Timestamp: Wrong format

579

Hash missing

580

Timestamp missing

581

SubID missing

582

CaseID missing

583

SrcType no Integer

584

GroupScreens missing

Securing the End Points

It’s obvious that all End Points of CompassService must not be exposed to the public Internet but remain in the DMZ or accept connections from dedicated IPs only.

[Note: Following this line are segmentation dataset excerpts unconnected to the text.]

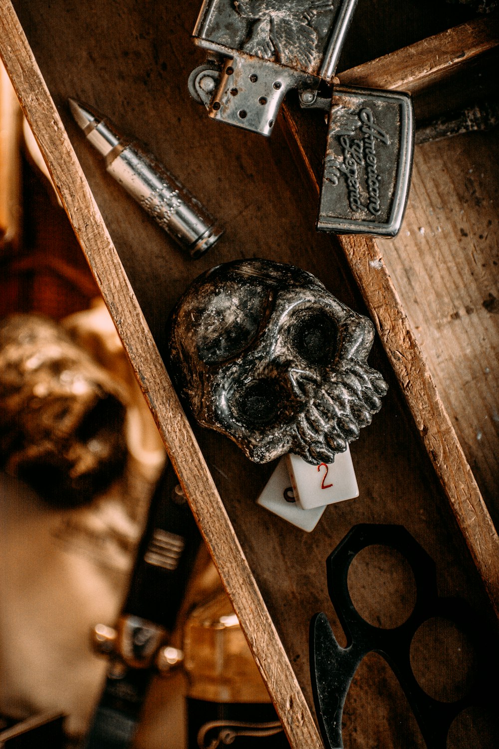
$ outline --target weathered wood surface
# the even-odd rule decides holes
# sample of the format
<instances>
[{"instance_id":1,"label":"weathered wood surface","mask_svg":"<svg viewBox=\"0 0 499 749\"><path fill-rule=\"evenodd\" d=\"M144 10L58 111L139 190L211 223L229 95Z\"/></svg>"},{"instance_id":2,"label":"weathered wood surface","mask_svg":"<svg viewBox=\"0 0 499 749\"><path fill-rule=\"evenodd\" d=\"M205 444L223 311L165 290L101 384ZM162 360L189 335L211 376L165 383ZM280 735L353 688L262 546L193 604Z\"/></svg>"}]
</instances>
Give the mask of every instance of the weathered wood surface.
<instances>
[{"instance_id":1,"label":"weathered wood surface","mask_svg":"<svg viewBox=\"0 0 499 749\"><path fill-rule=\"evenodd\" d=\"M0 62L0 255L15 252L21 225L21 112Z\"/></svg>"},{"instance_id":2,"label":"weathered wood surface","mask_svg":"<svg viewBox=\"0 0 499 749\"><path fill-rule=\"evenodd\" d=\"M421 88L431 83L435 75L453 69L461 58L495 47L496 24L497 19L487 24L483 19L464 24L340 73L338 79L342 83L370 88ZM437 60L438 64L434 61ZM442 106L444 109L444 103ZM285 114L288 140L296 157L303 161L304 172L318 195L324 125L313 129L306 112L286 107ZM497 175L491 173L487 166L491 149L497 153L497 137L495 133L477 137L481 139L475 139L471 150L462 142L459 160L453 157L457 148L454 140L429 144L423 153L417 150L408 216L397 239L376 243L339 237L338 240L491 600L499 611L499 538L468 463L478 469L490 512L497 520L499 417L495 394L499 330L494 317L498 303L494 263L498 261L498 221L497 211L490 204L493 198L489 198L495 193ZM492 155L489 163L497 163L497 156ZM477 178L474 180L471 176L476 169L482 181L480 195L486 194L486 198L477 192ZM460 207L464 204L465 216L465 209ZM468 249L462 243L466 239ZM477 267L480 270L475 277ZM390 276L392 268L397 274L394 285ZM411 321L407 309L411 310ZM475 315L467 324L465 316L477 310L478 320ZM456 323L462 313L463 322L447 331L443 324L446 317ZM423 351L414 336L413 321ZM444 335L438 335L442 329ZM451 409L453 423L442 397Z\"/></svg>"},{"instance_id":3,"label":"weathered wood surface","mask_svg":"<svg viewBox=\"0 0 499 749\"><path fill-rule=\"evenodd\" d=\"M281 135L275 132L266 140L210 122L188 98L189 73L202 61L189 39L198 8L153 5L138 7L129 0L97 12L85 1L16 4L57 110L5 0L1 54L291 742L297 749L319 747L311 718L308 622L325 611L342 640L327 594L325 560L352 525L405 525L435 559L441 592L462 596L492 626L494 616L379 343L370 363L391 387L372 426L352 446L361 496L328 508L313 533L254 504L272 465L254 466L232 443L195 428L200 452L156 346L162 348L168 312L190 280L225 260L267 257L310 270L346 303L364 308L337 241L314 231L316 196ZM195 262L186 258L113 182L71 121L70 95L146 142L217 216L226 232L207 255ZM358 259L358 273L365 264L373 281L385 273L371 273L369 259L379 259L364 255L373 251L371 243L345 241L355 258L361 251L365 258ZM385 310L376 312L382 319ZM406 615L414 592L401 560L389 553L359 560L351 585L361 610L387 626ZM439 631L453 642L444 624ZM428 644L423 638L411 653L413 662L426 664L425 683L441 692L444 682L462 686L462 649L441 649L428 663ZM402 736L423 746L395 677L379 658L370 658L355 678L345 720L347 747L377 743L395 749ZM458 746L480 745L476 734L470 739L462 730L458 738Z\"/></svg>"},{"instance_id":4,"label":"weathered wood surface","mask_svg":"<svg viewBox=\"0 0 499 749\"><path fill-rule=\"evenodd\" d=\"M343 85L390 88L414 94L456 75L462 65L497 49L497 16L469 21L338 75Z\"/></svg>"},{"instance_id":5,"label":"weathered wood surface","mask_svg":"<svg viewBox=\"0 0 499 749\"><path fill-rule=\"evenodd\" d=\"M172 464L221 571L293 746L320 747L310 709L178 403L147 324L13 9L2 3L1 56L58 192L144 390ZM291 706L293 706L293 712Z\"/></svg>"}]
</instances>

There are, however, two exceptions, as you can see in the picture below:

Since Capture app needs to communicate with the backend CompassService and resides on a web-server outside the DMZ, both the End Points CompassService.captureWithHash (which starts the capturing process) and CompassService.userAction (which accepts user input) need to be exposed; however, it is recommended to limit access to these End Points from outside the DMZ to Capture app and a possible customer portal only:

Securing End Points

After exiting

When you exit from Capture (by finishing or aborting),

  • if both properties redirectSuccess / redirectError are specified in appConfig.json (see Configuration Capture app), you will be redirected to one of these exact URL.

  • both properties must be set and are mandatory properties.